OpenAI pulls Sora video app over deepfake concerns
OpenAI shuts down its text-to-video platform Sora months after launch, citing a shift towards enterprise tools
OpenAI has shut down Sora, its artificial intelligence video generation app, just months after launching it to the public, as concerns over deepfakes led to its abrupt end.
"We're saying goodbye to the Sora app," the company posted on its official X account on Tuesday, adding that it would share more on how users can preserve content they had already created.
Sora launched in September as OpenAI's bid to tap into the short-form video market dominated by platforms such as TikTok and Instagram. The app recorded 1 million downloads in its first five days and was still attracting around 600,000 downloads per month before its closure.
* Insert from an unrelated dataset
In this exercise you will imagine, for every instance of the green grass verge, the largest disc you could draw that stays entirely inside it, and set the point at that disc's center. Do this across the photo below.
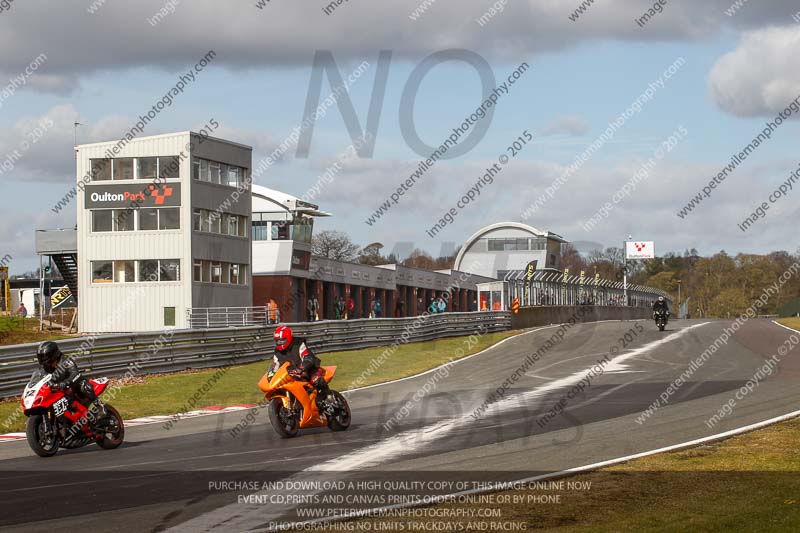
(168, 394)
(15, 330)
(746, 483)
Despite that traction, it quickly drew criticism from advocacy groups, academics and public figures over its potential to generate realistic deepfakes and what critics called "AI slop", which means low-quality, mass-produced AI content.
OpenAI was forced to act against AI-generated videos featuring public figures, including Michael Jackson and Martin Luther King Jr., following pressure from estates and an actors' union.
The decision is part of a broader shift at the company, which is now redirecting resources towards productivity tools for enterprise clients and longer-term projects such as robotics.
Teams previously working on video are being moved to those areas. The move also affects video features within ChatGPT and the developer version of Sora.
The closure has also ended a high-profile partnership with The Walt Disney Company.
Announced in December, the three-year deal would have given users access to more than 200 characters from franchises including Marvel, Pixar and Star Wars, alongside a reported one-billion-dollar equity investment in OpenAI.
However, the agreement was never formally closed, and no money changed hands. Disney said it respected OpenAI's decision, though it emerged the studio had not been warned, its teams were still working with OpenAI on a Sora-linked project the evening before the announcement.